A partir de certo momento, já nos anos 2000, Fernando foi perdendo o entusiasmo e se ensimesmando. Veio o famoso “Capes way of life” pairando cada vez mais como uma intimidação na universidade brasileira: instalou-se, num regime de concorrência, o princípio do publish or perish em publicações “Qualis A” (a “B” ainda se tolera…), e os professores começaram a acumular pós-doutorados. A atividade propriamente docente (sobretudo na graduação, que era o seu forte), passou a ser desvalorizada, e ensinar a jovens que adentram o ensino superior – o jogo de palavras é inevitável – tornou-se uma atividade inferior. Afora isso, um clima cultural hostil às hierarquias de um modo geral tornou-o um professor que detestava os alunos enquanto massa constituída por sujeitos indolentes e indiferentes ao idiota se esgoelando na sua frente. Alunos de bermuda, ou, pior, consultando seus smarts em plena aula, punham-no em furor. Mas, mesmo nos últimos anos, desde que alguma alma perdida se interessasse pelo que ele dizia, Fernando Mota se desfazia em entrega.

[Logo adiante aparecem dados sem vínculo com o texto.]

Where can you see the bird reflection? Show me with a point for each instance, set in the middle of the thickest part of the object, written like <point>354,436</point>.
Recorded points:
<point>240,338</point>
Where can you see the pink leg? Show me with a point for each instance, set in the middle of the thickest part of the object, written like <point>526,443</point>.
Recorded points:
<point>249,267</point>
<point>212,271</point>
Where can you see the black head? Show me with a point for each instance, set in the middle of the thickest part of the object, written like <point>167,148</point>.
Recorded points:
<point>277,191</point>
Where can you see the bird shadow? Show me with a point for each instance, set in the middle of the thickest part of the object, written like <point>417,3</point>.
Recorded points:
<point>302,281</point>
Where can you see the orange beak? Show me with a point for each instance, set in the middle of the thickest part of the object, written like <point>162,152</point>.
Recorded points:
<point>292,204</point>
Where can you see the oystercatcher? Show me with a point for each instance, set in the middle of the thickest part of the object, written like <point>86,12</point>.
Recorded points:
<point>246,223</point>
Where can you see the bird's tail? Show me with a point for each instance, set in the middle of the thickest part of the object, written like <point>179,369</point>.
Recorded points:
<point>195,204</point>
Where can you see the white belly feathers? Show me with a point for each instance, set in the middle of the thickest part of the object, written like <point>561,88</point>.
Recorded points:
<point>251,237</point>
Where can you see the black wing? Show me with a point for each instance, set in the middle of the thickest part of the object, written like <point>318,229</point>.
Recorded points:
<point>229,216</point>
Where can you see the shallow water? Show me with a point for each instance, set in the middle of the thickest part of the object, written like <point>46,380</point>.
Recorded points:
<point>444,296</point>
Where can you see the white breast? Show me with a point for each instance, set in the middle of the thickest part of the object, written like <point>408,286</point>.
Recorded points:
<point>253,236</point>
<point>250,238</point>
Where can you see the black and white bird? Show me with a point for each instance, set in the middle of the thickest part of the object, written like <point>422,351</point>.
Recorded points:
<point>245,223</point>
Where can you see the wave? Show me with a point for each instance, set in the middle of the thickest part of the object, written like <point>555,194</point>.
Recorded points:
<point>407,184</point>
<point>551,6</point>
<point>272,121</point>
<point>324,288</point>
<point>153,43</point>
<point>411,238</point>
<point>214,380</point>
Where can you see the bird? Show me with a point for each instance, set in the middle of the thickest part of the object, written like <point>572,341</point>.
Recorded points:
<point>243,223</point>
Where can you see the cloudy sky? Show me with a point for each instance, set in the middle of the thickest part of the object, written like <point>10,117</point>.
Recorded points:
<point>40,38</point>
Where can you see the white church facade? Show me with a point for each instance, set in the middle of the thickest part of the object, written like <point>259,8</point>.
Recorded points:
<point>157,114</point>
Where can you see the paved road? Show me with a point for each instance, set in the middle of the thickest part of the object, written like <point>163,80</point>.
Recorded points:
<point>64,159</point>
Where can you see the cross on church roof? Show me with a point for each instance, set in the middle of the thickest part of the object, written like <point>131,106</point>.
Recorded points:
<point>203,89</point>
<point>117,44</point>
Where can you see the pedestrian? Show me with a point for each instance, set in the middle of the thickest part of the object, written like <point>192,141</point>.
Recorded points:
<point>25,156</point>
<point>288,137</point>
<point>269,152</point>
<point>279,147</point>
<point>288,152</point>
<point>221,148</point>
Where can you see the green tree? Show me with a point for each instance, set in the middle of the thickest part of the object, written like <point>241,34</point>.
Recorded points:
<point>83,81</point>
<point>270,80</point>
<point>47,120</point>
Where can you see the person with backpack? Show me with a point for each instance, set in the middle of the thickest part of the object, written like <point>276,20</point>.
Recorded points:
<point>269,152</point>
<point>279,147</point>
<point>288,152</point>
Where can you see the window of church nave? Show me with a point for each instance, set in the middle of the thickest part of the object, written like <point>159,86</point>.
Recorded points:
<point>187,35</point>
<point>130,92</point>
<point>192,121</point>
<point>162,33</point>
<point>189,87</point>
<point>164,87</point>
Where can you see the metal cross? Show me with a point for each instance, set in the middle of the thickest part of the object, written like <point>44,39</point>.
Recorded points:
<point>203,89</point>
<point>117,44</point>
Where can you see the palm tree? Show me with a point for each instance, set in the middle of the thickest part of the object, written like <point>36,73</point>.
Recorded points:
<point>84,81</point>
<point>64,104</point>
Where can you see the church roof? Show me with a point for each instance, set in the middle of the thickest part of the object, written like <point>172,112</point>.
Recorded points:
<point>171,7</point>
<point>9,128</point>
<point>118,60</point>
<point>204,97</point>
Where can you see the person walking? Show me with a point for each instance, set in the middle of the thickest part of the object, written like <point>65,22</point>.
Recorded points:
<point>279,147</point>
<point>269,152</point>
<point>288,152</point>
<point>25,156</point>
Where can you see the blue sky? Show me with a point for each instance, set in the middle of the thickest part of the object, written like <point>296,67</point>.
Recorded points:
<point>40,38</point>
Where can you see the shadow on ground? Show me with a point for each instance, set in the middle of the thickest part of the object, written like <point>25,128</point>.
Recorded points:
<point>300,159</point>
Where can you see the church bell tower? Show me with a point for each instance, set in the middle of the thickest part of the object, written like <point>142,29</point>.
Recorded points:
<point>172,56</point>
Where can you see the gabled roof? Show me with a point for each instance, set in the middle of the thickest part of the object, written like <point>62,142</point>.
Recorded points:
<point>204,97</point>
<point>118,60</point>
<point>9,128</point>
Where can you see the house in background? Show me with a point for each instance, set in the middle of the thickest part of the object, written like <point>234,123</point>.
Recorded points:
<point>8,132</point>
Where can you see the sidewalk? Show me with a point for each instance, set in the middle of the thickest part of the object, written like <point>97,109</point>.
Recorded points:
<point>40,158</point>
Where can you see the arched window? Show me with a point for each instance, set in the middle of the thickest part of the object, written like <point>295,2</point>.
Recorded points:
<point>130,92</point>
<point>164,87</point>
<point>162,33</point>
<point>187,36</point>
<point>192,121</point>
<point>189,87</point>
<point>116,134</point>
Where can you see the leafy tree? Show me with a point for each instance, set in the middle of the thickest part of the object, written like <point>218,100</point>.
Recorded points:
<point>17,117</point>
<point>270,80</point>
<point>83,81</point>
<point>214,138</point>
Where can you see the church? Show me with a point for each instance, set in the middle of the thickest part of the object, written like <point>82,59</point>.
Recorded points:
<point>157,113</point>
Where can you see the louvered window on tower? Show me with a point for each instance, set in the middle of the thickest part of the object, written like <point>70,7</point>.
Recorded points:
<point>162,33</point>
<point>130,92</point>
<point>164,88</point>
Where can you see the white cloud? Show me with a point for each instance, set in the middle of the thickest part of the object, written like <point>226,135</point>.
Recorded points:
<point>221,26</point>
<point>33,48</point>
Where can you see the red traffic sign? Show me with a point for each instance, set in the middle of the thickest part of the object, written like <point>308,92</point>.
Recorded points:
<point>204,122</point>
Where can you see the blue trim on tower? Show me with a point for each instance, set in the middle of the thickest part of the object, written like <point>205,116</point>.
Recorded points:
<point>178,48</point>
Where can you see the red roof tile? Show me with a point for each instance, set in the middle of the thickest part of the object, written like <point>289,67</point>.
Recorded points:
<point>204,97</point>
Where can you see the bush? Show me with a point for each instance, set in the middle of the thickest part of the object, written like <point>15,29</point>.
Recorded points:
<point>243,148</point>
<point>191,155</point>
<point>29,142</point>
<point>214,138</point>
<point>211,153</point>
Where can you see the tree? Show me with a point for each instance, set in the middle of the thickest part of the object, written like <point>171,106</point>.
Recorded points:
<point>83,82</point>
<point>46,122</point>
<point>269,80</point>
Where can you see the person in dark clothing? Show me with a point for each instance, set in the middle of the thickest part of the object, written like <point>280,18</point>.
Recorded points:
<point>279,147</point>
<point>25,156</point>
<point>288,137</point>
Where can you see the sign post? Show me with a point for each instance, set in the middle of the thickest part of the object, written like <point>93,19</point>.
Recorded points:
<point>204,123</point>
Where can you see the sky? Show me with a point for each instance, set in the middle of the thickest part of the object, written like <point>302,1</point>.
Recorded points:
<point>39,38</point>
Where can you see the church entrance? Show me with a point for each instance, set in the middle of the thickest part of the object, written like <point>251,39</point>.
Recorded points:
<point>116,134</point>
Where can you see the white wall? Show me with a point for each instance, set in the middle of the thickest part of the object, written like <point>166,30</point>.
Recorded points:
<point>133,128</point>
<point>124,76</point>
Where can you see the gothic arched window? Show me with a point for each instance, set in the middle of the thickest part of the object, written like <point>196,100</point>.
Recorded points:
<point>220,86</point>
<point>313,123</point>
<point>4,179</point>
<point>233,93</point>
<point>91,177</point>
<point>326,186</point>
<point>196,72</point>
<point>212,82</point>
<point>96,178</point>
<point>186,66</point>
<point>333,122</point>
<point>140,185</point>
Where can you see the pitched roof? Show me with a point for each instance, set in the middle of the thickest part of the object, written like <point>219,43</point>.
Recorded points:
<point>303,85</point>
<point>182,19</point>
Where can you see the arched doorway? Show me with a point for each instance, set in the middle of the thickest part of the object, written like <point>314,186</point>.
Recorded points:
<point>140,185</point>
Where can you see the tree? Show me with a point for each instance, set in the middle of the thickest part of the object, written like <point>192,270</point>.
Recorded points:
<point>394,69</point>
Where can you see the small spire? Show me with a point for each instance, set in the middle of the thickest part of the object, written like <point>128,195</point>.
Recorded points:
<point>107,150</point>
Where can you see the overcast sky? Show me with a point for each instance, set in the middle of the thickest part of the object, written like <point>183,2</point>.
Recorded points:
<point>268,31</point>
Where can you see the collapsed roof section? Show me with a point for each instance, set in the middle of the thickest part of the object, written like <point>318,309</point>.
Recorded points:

Aposentado e cada vez mais só, a companhia de Montaigne já não era suficiente. Como ensinou Tolstói (outra de suas predileções) n´A Morte de Ivan Ilitch, o sujeito que sente dores precisa de alguém para acariciar seus pés. Em 2017, escreveu: “É difícil suportar a doença quando se vive só e habituado a cuidar de si próprio”. A dependência cada vez maior para ir a médicos, fisioterapeutas e acupunturistas (tudo em vão) parecia-lhe um fardo demasiadamente pesado tanto para ele quanto para os que o ajudavam, e certa vez disse que não iria “suportar a piedade dos amigos”. Dois dias antes de se matar publicou um texto chamado A Sensação de Morrer, que descreveu como “a maior sensação de serenidade e paz que senti na minha vida.”